The aim of this study was to assess the improvements that can be expected after 1 year and after 5 years. Patients with Parkinson's Disease were assessed after 1 year and 5 years according to the Unified Parkinson's disease rating scale (UPDRS) parts I, II, III, and IV scores, the Hoehn and Yahr stage, and Schwab and England activities of daily living (SEADL) scores in the conditions of off-medication/on-stimulation and off-medication/off-stimulation. Further analysis included the changes in the L-dopa equivalent daily dose.

After 1 year  significant improvements were seen in the UPDRS parts I, II, III, and IV and the Schwab and England scale. Five years after STN-DBS had been initiated improvements in UPDRS scores were observed only for parts II, III, and IV. In the off-medication/off-stimulation condition no significant improvement was observed. However, after 5 years there were significant deteriorations when compared to the improvements seen after 1 year in the scores for the UPDRS parts I, II, III and the Schwab and England scale.. Therefore, after the improvement experienced after 1 year the long term trend is downwards. For a printable version of this article click here. In order to refer to this article on its own click here.  

7th October 2013 - New research

DUAL LAYER L-DOPA CLINICAL TRIAL RESULTS

Parkinsonism Related Disorders [2013] Sep 5 [Epub ahead of print] (R.Pahwa, K.E.Lyons, R.A.Hauser, S.Fahn, J.Jankovic, E.Pourcher, A.Hsu, M.O'Connell, S.Kell, S.Gupta) Complete abstract

L-dopa usually comes in two different formats : either the immediate release version, which satisfies the immediate need for L-dopa, or the controlled release version, which avoids the excessive effects of L-dopa by spreading out the effect over time. Dual layer L-dopa (IPX066), which is being developed for the treatment of Parkinson's Disease, has the advantages of both by combining the two types of L-dopa.

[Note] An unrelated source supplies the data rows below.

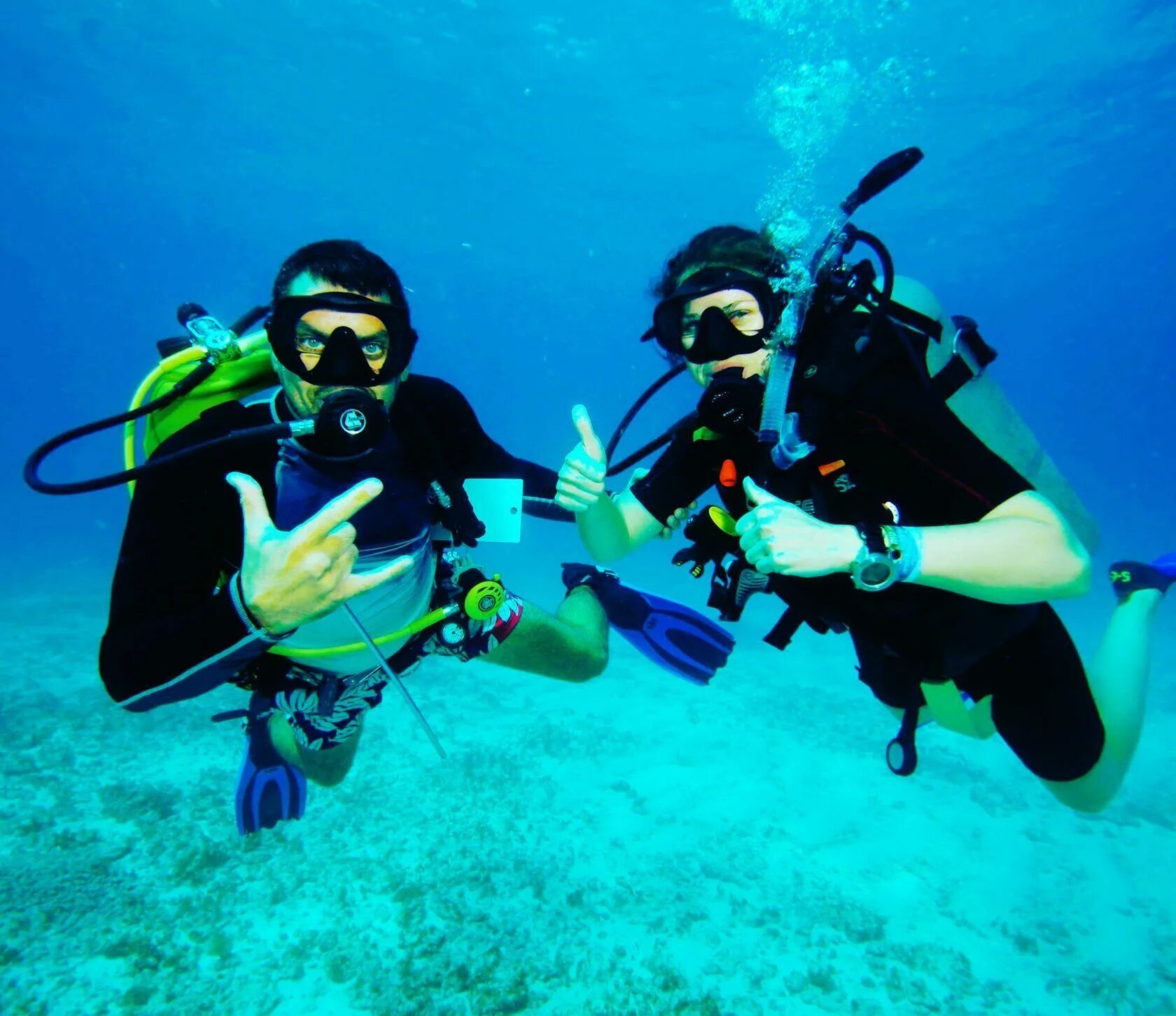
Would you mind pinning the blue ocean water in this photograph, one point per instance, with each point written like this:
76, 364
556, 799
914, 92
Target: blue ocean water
629, 846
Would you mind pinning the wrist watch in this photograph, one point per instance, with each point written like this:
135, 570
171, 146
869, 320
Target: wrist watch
874, 568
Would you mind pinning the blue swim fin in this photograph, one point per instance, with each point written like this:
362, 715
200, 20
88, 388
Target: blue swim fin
270, 789
1129, 577
676, 637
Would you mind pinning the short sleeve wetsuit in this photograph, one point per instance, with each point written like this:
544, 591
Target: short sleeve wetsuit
885, 439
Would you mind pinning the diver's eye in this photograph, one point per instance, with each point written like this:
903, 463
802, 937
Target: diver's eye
373, 351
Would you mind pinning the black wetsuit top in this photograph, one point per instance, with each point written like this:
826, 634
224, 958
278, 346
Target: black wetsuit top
171, 635
883, 437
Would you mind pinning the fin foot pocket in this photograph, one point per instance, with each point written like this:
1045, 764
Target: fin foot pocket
270, 791
1130, 577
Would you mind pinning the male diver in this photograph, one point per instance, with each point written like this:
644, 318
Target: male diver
283, 566
886, 516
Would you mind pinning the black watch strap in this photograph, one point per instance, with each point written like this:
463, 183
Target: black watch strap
873, 537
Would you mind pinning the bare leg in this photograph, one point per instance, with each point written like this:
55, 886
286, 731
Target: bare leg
572, 644
326, 768
1119, 681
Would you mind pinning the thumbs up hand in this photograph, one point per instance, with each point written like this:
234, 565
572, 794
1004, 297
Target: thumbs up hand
780, 539
581, 481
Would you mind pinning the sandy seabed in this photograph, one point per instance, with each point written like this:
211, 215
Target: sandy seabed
633, 846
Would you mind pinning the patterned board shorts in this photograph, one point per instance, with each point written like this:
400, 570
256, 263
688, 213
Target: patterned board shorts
326, 710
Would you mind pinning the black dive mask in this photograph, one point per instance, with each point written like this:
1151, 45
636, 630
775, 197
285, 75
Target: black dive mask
716, 337
342, 359
732, 402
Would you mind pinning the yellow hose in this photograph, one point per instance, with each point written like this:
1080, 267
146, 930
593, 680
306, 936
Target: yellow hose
416, 626
181, 359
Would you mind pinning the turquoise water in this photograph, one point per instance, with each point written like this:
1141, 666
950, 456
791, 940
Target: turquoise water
636, 845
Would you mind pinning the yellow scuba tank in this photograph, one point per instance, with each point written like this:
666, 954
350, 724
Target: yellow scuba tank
982, 407
248, 373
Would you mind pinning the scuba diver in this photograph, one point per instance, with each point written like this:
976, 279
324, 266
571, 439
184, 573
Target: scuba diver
833, 428
266, 542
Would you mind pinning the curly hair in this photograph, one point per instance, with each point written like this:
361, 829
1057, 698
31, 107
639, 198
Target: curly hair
727, 247
346, 264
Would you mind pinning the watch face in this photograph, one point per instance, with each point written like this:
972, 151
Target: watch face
875, 572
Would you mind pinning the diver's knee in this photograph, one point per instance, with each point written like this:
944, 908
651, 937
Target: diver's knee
588, 665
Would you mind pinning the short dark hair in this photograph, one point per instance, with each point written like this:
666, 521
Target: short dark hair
346, 264
726, 247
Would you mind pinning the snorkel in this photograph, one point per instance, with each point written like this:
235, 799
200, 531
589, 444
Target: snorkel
778, 427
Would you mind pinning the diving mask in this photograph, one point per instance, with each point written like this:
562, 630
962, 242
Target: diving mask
342, 357
714, 335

A randomized, double-blind, placebo-controlled, clinical trial of IPX066 assessed three dosages of L-dopa : 145mg, 245mg or 390mg taken three times daily. The main efficacy measure was the Parkinson's Disease symptom score, the Unified Parkinson's Disease Rating Scale (UPDRS), and also the Parkinson's Disease Questionnaire (PDQ-39).

All three dosages improved Parkinson's Disease, with the 145mg dosage, then the 245mg dosage giving better results. The most commonly reported adverse events with IPX066 included nausea, dizziness, and headache. No unexpected drug-related serious adverse events were reported. For a printable version of this article click here. In order to refer to this article on its own click here.  

3rd October 2013 - New research

DEPRESSION TREBLES THE RISK OF PARKINSON'S DISEASE

Neurology [2013] Oct 2 [Epub ahead of print] (Cheng-Che Shen, Shih-Jen Tsai, Chin-Lin Perng, Benjamin Ing-Tiau Kuo, Albert C.Yang) Complete abstract

In the largest study of its kind, involving more than 23,000 subjects, people who had depression were found to have more than three times the chance of developing Parkinson's Disease. This suggests that depression is a strong indication of future Parkinson's Disease, even beyond that of other early indicators.  

Parkinson's Disease is primarily due to the insufficient formation of dopamine in the brain, in the dopaminergic neurons. Besides affecting muscle function and therefore the characteristic muscular symptoms of Parkinson's Disease such as as rigidity and tremor, dopamine insuffiency also affects the emotions.